Linear and Exponential FM Analog subtractive synthesizers have been capable of doing fre-
quency (or, er, phase) modulation forever: just plug the output of a sine-wave oscillator module
into the frequency control of another sine-wave oscillator module, and you’re good to go. So why
wasn’t FM common until the 1980s?
There is a problem. The frequency control of oscillators in analog synthesizers is historically
exponential. Recall that most analog synthesizers were organized in volt per octave, meaning that
an increase in one volt in a signal controlling pitch would correspond to an an increase in one
octave, which is a doubling of frequency.101 Consider a sine wave going from −1 to +1 being used
to modulate the frequency of our oscillator. The oscillator has a base frequency of, say, 440 Hz. At
−1 the sine wave has cut that down by one octave to 220 Hz. At +1 it has pushed it up by one
octave to 880 Hz. But 440 is not half-way between 220 and 880: the frequency modulation is not
symmetric about 440, and the effect is distorted.

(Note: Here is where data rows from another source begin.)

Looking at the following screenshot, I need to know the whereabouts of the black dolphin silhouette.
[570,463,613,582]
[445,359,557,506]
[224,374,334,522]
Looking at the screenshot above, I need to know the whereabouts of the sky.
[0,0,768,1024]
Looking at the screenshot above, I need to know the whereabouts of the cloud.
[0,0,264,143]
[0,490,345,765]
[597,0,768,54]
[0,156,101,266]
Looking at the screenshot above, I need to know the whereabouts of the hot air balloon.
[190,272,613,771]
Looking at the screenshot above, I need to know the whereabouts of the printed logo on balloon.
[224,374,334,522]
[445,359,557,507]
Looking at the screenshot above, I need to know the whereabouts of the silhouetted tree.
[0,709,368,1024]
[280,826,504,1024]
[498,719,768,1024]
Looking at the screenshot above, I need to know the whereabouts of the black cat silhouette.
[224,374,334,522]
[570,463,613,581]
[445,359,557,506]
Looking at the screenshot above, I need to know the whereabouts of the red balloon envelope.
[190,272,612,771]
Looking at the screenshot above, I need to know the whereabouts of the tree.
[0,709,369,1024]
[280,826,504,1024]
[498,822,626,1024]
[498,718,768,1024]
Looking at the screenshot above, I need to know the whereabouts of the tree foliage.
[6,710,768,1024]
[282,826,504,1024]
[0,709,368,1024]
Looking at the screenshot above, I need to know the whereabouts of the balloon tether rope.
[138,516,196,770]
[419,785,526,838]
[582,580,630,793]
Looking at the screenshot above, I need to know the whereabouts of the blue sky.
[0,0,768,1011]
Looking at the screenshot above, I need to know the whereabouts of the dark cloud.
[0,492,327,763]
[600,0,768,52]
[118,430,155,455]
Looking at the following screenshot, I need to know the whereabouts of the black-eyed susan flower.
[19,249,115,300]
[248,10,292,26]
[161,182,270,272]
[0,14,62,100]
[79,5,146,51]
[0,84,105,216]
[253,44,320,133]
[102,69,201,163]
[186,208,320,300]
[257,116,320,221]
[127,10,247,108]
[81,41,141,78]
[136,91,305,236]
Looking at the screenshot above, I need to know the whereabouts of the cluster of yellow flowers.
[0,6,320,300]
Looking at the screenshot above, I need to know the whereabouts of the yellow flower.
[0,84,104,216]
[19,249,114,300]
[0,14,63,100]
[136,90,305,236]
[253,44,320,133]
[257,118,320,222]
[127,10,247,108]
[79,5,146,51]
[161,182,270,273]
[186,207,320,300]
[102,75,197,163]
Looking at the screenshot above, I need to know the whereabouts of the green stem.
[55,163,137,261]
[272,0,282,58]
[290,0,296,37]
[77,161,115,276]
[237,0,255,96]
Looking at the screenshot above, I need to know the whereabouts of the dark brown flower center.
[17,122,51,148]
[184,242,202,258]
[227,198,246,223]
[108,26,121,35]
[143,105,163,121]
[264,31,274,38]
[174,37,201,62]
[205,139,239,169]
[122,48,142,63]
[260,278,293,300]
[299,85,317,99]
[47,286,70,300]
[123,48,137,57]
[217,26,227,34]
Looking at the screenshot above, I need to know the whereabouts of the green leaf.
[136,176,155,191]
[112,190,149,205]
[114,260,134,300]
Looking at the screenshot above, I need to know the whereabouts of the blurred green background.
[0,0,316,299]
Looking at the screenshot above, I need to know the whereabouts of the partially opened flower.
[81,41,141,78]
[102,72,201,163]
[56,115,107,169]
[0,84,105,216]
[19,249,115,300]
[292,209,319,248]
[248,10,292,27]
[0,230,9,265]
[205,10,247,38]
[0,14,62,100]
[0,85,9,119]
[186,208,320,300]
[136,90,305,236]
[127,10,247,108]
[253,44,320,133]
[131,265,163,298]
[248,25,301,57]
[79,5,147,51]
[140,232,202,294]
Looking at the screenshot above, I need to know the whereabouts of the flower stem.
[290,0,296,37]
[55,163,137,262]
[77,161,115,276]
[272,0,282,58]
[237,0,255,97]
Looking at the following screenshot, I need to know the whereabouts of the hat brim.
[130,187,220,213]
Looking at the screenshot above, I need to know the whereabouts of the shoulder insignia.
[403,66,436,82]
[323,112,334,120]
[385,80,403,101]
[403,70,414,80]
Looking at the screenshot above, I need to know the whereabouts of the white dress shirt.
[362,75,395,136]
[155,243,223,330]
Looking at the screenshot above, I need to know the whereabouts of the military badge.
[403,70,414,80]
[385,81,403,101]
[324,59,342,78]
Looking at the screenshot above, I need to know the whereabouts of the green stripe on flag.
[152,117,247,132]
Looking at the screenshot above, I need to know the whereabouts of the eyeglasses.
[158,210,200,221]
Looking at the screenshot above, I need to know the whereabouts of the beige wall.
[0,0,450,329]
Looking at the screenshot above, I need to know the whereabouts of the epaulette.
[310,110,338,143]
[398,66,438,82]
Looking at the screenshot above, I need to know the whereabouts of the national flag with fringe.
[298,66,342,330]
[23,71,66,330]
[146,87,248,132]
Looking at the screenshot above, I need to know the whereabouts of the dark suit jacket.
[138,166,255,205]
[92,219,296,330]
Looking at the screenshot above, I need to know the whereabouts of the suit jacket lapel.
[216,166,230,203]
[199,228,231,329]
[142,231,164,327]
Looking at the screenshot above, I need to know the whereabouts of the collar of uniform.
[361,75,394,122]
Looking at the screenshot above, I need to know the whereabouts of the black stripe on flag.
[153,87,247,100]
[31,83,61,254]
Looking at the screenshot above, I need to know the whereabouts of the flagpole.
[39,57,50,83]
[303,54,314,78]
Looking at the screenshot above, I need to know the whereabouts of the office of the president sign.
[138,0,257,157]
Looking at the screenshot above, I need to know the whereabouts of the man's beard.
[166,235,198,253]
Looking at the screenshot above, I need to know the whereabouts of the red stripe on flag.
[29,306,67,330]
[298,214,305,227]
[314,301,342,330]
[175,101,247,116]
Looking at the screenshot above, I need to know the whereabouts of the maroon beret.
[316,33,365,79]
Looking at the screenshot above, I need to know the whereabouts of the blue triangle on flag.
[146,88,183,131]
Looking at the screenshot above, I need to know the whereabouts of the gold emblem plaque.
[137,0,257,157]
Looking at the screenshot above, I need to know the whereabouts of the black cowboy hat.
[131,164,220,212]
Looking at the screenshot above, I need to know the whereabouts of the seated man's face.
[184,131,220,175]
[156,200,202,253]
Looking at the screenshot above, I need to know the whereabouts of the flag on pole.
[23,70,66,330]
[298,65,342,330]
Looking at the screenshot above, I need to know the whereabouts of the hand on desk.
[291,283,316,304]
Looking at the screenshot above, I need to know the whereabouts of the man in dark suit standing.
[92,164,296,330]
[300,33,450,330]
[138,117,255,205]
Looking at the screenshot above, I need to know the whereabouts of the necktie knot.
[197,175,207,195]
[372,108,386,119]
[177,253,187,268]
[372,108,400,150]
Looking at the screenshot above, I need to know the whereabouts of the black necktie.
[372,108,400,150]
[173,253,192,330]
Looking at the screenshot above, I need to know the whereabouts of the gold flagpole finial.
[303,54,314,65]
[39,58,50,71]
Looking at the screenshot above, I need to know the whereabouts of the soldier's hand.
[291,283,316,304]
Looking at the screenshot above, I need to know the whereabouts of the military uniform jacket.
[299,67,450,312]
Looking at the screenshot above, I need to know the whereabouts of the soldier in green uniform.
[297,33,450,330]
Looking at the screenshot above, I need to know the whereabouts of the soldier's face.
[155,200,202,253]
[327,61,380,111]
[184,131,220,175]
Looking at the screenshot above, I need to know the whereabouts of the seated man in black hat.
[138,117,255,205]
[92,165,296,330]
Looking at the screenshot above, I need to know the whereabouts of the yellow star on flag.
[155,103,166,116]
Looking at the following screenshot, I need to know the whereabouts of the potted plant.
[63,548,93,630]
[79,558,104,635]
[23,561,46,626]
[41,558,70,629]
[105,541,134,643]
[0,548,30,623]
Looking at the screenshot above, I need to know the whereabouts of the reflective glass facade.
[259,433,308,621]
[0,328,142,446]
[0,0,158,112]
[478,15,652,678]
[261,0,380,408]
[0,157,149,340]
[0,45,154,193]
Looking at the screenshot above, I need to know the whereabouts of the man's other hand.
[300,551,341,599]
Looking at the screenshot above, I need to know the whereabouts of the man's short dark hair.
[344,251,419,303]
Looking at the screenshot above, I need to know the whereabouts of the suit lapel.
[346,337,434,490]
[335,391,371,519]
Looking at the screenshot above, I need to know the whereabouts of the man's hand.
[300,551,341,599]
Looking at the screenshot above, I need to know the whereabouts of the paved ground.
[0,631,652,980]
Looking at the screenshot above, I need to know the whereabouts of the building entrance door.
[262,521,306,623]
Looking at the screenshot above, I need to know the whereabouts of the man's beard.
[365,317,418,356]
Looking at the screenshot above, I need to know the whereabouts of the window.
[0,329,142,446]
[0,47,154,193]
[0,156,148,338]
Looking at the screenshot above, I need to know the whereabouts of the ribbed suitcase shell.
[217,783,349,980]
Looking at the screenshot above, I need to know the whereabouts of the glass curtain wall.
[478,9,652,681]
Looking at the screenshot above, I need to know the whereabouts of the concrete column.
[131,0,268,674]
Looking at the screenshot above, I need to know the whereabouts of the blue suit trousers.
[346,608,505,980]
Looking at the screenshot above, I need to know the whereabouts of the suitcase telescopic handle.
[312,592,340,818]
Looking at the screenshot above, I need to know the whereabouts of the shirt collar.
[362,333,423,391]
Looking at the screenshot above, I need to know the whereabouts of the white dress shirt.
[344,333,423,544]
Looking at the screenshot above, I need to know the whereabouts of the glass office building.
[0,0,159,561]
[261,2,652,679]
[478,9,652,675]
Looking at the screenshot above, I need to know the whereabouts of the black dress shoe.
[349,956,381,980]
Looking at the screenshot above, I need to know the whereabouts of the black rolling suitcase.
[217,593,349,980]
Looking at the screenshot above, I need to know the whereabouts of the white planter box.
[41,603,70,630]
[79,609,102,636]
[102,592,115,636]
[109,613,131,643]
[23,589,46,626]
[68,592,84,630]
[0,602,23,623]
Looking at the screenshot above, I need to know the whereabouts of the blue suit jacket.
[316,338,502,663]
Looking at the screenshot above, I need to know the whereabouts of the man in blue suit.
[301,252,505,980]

This kind of FM is called exponential FM, and it’s not all that usable. It wasn’t until the advent
of digital synthesizers, which could easily control frequency linearly, that we saw the arrival of FM
as discussed here, linear FM. With linear FM our sine wave would shift the frequency between
440 − N and 440 + N, and so the modulation would be symmetric about 440.

8.2 Sidebands, Bessel Functions, and Reflection


Just as was the case in amplitude modulation and ring modulation (see Section 6.6), frequency
modulation and phase modulation produce additional partials called sidebands. In FM and PM,
when both the carrier and modulator are sine waves, many sidebands spread out symmetrically
from both sides of the carrier’s partial ( f c ), evenly spaced by f m . That is, there will be a partial
at f c ± α f m for α = 0, 1, 2, .... It is the complexity of the amplitudes of these generated sidebands
which makes frequency modulation an interesting synthesis method.
Most literature which discusses sidebands considers the simple situation of a single sine-wave
carrier being modulated by a single sine-wave modulator. In both phase modulation (Equation 4)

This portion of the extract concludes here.